The manning crisis comes as Donald Rumsfeld, the US defence secretary, pushes the military to use special forces more and more widely, favouring them over conventional forces, for their speed, small scale and ability to operate in complete secrecy with only minimal legal oversight.

Gen David Grange, a retired army Ranger, Green Beret and member of Delta Force - the elite, top-secret unit modelled on the SAS - told The Daily Telegraph yesterday that family pressures were also taking their toll on his former colleagues.

"In my Vietnam platoon two people were married. Now it's maybe 60 per cent. Even if special forces are wild characters, with high divorce rates, there's still enormous pressure from families. They've been away more or less continuously since September 11 and wives are asking, 'Where the hell are you?' "

The war on terrorism has placed unprecedented strains on special forces. Gen Grange said: "The US army alone has people in 120 countries.

"A lot of those people are special forces - counter-drug, counter-insurgency or counter-terrorism - as well as our own insertions."

The US government is also increasingly privatising its most sensitive missions, hiring defence contractors for such tasks as guarding Paul Bremer, the Iraq occupation chief, or Hamid Karzai, the Afghan president, or heading overseas to train foreign militaries.

Peter Singer, author of Corporate Warriors, a study of such privatisation, said the US defence department was the largest client for such private security contractors, paying companies large sums to supply them with former special forces whose training was paid for by US taxpayers.

Gen Grange said special bonuses were now being paid to special forces for overseas deployment and hazardous duty. But money was never the key factor for many of his comrades, he said. "In the private sector you don't have the brotherhood or the sense of duty and country."

Though many of Gen Grange's missions remain secret, he conceded that special operations offered greater excitement than private work.

"Going out to destroy something or capture or kill someone - those have to be government or military missions unless you're a mercenary or doing something illegal."

Green Berets and other special forces receive 18 months' training in combat and survival skills, including airborne and amphibious warfare, and are also required to learn at least one foreign language. They may apply only after six to eight years in the military. Army Rangers are also counted as special forces, specialising in seizing airfields and ports.

The precise number of US special forces is shrouded in secrecy, though an overall figure of between 49,000 and 66,000 is quoted for Special Operations Command.
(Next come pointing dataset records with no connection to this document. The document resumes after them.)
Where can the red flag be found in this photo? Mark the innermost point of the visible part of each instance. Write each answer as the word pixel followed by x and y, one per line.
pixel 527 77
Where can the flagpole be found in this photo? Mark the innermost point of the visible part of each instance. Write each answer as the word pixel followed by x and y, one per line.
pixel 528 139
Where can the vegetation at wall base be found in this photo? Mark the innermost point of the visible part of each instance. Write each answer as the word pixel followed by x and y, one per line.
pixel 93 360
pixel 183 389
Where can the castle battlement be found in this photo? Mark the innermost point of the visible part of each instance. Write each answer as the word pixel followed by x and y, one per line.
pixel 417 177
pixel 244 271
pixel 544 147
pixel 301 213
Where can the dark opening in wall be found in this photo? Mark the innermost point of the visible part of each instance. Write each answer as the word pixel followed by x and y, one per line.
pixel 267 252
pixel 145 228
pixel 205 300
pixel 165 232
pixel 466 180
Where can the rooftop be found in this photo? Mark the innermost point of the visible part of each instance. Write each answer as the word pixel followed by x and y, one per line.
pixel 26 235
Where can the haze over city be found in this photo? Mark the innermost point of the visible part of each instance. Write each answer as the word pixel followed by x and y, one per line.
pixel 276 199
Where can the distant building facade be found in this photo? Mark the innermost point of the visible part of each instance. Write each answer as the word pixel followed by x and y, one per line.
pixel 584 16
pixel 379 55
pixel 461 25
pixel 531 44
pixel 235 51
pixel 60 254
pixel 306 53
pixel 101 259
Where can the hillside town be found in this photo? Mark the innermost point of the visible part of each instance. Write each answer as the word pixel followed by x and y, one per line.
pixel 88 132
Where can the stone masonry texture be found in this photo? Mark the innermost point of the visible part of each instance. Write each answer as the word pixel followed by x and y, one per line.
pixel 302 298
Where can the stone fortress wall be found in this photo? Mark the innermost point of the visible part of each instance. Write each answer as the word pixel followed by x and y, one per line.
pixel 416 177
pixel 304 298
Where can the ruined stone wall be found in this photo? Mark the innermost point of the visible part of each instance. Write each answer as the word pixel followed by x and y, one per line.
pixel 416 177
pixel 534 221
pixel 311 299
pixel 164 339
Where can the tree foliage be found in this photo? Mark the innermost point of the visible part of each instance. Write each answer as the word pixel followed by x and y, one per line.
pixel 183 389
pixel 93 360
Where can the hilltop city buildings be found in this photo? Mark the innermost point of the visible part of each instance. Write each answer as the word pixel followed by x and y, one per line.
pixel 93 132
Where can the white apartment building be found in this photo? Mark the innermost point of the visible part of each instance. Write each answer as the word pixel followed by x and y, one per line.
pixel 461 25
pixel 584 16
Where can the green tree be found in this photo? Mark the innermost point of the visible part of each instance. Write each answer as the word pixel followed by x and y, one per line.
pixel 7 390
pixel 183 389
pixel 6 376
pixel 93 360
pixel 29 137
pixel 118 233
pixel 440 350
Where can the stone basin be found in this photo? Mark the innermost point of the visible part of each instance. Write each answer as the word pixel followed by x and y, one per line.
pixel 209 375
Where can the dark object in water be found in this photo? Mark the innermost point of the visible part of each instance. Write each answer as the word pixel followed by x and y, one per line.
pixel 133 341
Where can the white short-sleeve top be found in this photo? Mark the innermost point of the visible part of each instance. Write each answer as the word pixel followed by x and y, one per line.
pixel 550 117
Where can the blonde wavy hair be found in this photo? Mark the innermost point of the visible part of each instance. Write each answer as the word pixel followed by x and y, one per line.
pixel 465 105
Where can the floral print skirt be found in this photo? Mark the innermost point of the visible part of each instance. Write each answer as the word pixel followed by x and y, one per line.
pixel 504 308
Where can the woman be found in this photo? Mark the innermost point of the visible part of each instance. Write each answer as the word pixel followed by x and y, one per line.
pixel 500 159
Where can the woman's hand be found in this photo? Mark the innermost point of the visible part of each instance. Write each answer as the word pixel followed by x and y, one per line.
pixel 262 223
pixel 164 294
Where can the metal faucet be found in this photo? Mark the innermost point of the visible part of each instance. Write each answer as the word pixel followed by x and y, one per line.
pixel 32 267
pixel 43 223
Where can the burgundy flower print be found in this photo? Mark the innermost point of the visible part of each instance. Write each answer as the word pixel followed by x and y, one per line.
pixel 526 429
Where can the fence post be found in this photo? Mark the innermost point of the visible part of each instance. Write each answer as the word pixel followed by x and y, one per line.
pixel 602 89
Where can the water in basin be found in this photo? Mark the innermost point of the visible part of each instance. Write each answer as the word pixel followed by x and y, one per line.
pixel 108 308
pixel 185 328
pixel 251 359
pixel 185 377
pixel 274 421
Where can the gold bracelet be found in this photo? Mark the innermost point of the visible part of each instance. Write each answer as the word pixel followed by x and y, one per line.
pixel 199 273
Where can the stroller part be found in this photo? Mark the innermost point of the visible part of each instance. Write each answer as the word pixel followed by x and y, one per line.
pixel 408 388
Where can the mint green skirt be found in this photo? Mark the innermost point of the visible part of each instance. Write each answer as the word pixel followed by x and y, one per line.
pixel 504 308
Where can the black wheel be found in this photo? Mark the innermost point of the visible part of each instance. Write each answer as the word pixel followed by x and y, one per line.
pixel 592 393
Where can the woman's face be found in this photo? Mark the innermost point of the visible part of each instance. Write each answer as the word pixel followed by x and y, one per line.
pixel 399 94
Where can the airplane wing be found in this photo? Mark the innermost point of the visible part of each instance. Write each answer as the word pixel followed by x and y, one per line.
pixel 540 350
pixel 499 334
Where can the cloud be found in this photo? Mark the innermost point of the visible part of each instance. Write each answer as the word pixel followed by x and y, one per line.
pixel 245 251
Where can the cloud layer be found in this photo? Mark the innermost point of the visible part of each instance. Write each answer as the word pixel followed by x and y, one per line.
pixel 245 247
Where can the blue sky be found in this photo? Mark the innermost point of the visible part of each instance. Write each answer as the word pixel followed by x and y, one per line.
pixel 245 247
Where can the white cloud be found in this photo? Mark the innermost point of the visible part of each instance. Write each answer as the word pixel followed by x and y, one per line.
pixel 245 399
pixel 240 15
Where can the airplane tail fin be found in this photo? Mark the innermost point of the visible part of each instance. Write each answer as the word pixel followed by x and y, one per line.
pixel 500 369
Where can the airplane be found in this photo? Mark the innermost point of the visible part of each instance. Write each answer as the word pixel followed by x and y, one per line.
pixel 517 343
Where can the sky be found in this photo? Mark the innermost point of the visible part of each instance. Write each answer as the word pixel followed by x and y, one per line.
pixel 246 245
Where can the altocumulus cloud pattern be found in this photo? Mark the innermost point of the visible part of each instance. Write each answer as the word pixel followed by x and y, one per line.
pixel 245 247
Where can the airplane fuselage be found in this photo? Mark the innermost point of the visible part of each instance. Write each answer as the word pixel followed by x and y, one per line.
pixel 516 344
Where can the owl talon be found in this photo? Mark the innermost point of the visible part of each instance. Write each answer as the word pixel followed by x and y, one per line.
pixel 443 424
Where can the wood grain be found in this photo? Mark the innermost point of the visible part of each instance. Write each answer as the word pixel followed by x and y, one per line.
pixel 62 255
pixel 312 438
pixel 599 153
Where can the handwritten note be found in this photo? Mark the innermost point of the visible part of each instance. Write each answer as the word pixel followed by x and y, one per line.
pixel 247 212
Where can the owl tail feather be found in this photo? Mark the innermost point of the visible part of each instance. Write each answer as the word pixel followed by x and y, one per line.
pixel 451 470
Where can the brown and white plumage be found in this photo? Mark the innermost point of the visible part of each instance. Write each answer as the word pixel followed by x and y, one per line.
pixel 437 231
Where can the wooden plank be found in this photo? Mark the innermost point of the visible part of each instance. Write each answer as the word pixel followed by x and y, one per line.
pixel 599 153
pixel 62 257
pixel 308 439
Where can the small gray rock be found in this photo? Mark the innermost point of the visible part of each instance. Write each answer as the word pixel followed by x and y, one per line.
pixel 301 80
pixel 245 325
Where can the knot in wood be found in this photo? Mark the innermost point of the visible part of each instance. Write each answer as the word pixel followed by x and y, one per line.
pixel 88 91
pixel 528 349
However, Jennifer Kibbe, an intelligence specialist at the Brookings Institution in Washington DC, said such large numbers included administrative and support personnel. "What they call 'trigger pullers' is more in the vein of 10,000," she said.

British officials say more than 300 soldiers have left the armed forces in the past six months to take up lucrative jobs with private companies such as Olive Security, Armour Security, Global and USDID. The problem goes beyond elite special forces. There are more than 160 British former paratroopers working in Baghdad, where the Coalition Provisional Authority has hired a battalion of Fijian soldiers to guard money deliveries to banks.

More than 500 former Gurkhas, working for Global Logistics Security, are guarding buildings for the CPA.